This is another post featuring photos from the Orchid House at Longwood Gardens. See here and here for other posts. For those of you who want to grow orchids at home, we have excerpted advice from the Longwood Gardens website on caring for orchids:
To keep your orchids healthy and blooming, here is some advice from Marie Viallet, President of the Southeastern Pennsylvania Orchid Society and a seasonal employee in Longwood’s Horticulture Department:
• Know your plant.Orchids are found from the Arctic Circle to the Andes and have different requirements for temperature, light, and dormancy. Be aware of your plant’s origins and tailor its care accordingly.
• Don’t overwater! This is the number one cause of orchid death. Check the dryness by feeling the weight of the pot (should be light) or by sticking your finger in the soil. When in doubt, hold off watering.
• Keep it light. Natural sunlight from east, south, or west windows is best, supplemented by fluorescent light if necessary. Be careful with direct light—plants can get scorched when the sun is too intense.
• Humidify the roots. Some roots will stick out of the pots. Humidity trays (with rocks and water) can keep them moist, as can misting. Don’t mist the leaves, though, or fungus spots can result.
• No drafts, please!
• Repot every 1-2 years right after blooming. Use a mix of fir bark, charcoal, and/or perlite in a pot that can accommodate the root ball plus one inch all around. Shake off the old mix, prune away mushy dead roots, and place in the next pot.
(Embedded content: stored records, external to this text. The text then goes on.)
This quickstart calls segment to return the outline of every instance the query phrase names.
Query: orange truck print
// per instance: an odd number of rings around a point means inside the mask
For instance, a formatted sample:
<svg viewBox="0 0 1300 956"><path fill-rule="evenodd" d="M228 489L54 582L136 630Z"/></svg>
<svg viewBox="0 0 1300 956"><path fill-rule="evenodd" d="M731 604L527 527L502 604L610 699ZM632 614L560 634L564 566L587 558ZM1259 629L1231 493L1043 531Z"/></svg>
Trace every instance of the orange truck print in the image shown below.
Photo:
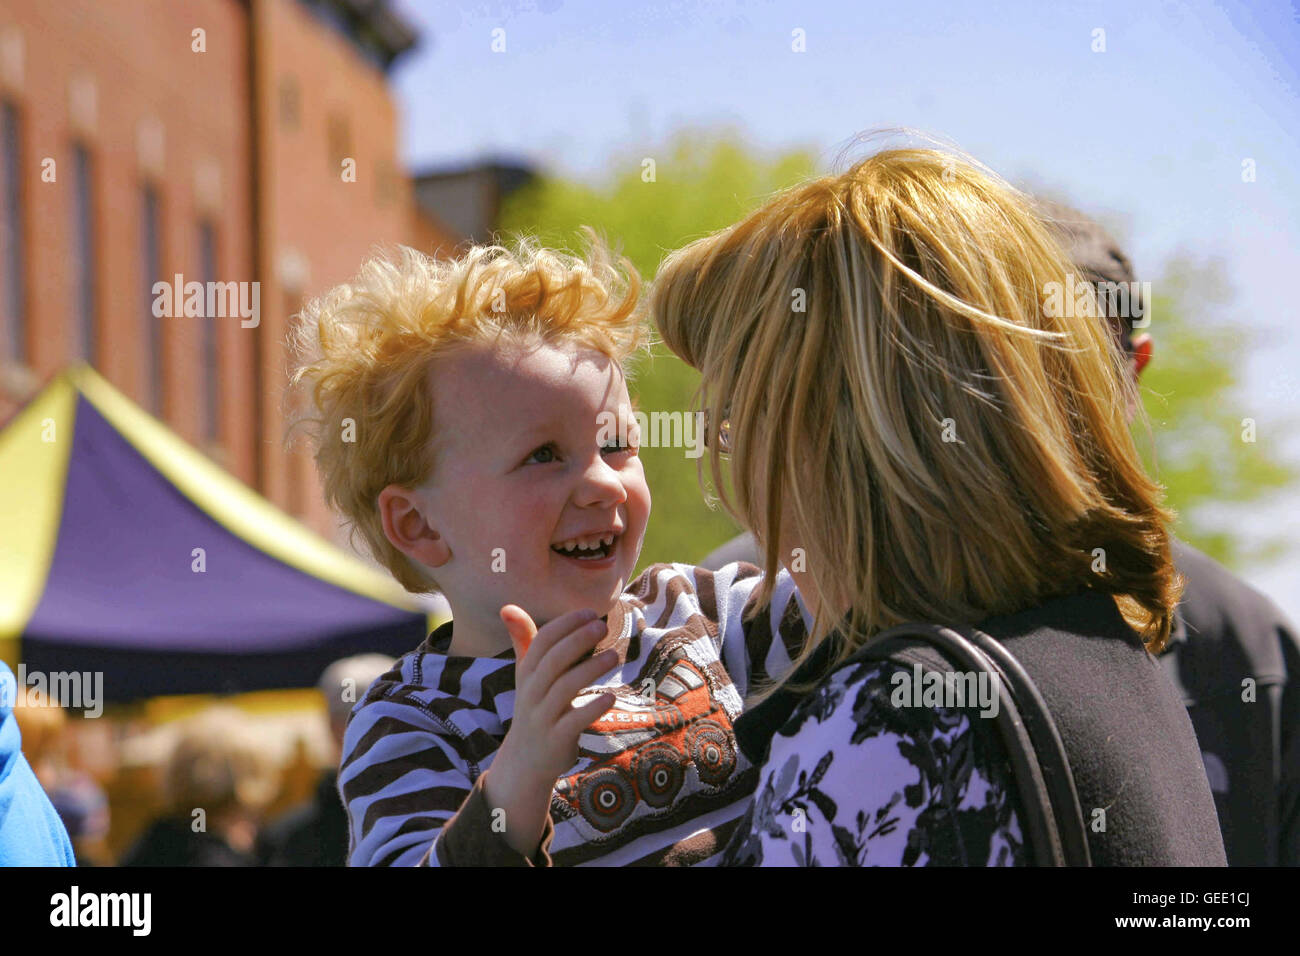
<svg viewBox="0 0 1300 956"><path fill-rule="evenodd" d="M562 777L553 799L602 833L621 826L638 803L670 806L691 766L710 787L724 785L736 768L731 719L685 657L656 683L653 703L632 692L620 696L579 748L592 762Z"/></svg>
Pack orchid mix firmly around and between roots.
“Most orchids are on a year cycle,” explains Viallet. “Some stay in bloom only for a few days, others for much longer. The phalaenopsis, or moth orchid, can bloom for four to five months.”
To encourage your phalaenopsis to rebloom, it helps to expose it to warmer daytime temperatures and cooler nighttime air. Viallet recommends putting the plant outdoors in August and September to take advantage of the natural temperature gradient.